C’est pathétique, sur internet, dès que l’on n’est pas d’accord avec quelqu’un et qu’on l’exprime avec force et pugnacité, on est assimilé à un parasite, un "troll" ! La radio des Mille Collines employait le même terme (parasite) pour stigmatiser et disqualifier les Tutsi. Ce genre d’insulte est inadmissible. Beaucoup trop d’internautes ne sont pas mûres pour le débat.

Pour mémoire :

Relativité de l’Histoire

« Refuser d’écouter est le plus grand crime que l’on puisse commettre. Parce que quand nous diabolisons l’autre, nous nous autosanctifions. C’est désastreux. Avez vous vu "The Fog of war", ce documentaire d’Earl Morris ? Robert McNamara, secrétaire d’État américain à la Défense pendant la guerre du Vietnam, y explique que si le résultat de la Seconde Guerre mondiale avait été différent, les Alliés auraient été jugés pour crimes de guerre, que tout découle de la position vainqueur / vaincu ».
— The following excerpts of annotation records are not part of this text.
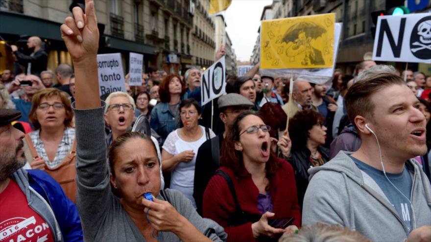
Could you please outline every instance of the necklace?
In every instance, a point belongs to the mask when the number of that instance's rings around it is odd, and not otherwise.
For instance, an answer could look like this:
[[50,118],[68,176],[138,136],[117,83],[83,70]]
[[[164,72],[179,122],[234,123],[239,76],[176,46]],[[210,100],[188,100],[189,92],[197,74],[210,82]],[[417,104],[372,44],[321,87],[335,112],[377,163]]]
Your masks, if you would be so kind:
[[189,139],[190,141],[192,141],[193,140],[195,139],[195,136],[196,136],[196,134],[192,134],[192,137],[190,137],[190,136],[186,134],[186,132],[184,130],[183,130],[182,131],[183,135],[184,135],[184,137],[187,138],[187,139]]

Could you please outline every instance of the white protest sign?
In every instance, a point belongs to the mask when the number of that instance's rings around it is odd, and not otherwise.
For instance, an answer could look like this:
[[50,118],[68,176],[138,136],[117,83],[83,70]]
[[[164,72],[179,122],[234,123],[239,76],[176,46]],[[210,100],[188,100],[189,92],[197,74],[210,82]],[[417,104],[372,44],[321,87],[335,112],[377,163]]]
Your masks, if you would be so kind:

Shimon Dotan in Télérama n°2945

  • Dérive communautaire

Certains blogueurs construisent une forteresse autour de leurs idées. Ils ont choisi de se regrouper en un milieu homogène pour discuter. De façon à réaliser au mieux ce filtrage, ils utilisent des méthodes peu éthiques, comme la modération de points de vue contraires, la limitation de la parole, ou la stigmatisation et les insultes.

Il convient de dénoncer très vite cette pratique de censure empruntée aux média classiques. Sinon le monde pronétaire sera de plus en plus limité à une forme d’échange très centralisé. Les règles doivent être celles de la libre expression, sans codes limitatifs, si ce n’est uniquement l’interdiction des insultes et propos méprisants.

Cette notion de "troll" ou parasite vient de milieux informatiques où la sphère privée des discussions est très importante. Or l’esprit démocratique, de préservation d’une parole publique s’oppose à la mise en place de codes identifiants obligatoires, ou de modérateurs permanents comme sur les forums. L’ouverture indispensable d’un côté, la fermeture et les filtrages de l’autre !

Finalement, peut-on réclamer ce que l’on ne pratique pas chez soi ? Et pourquoi ne pas faire confiance en les principes de l’agora citoyenne ? La prophétie de Joël de Rosnay quant à l’avènement d’un espace de débat et d’échange nouveau est à ce prix. Songez-y vite, avant que les habitus tant décriés par Pierre Bourdieu en son temps ne viennent envahir et submerger le web citoyen.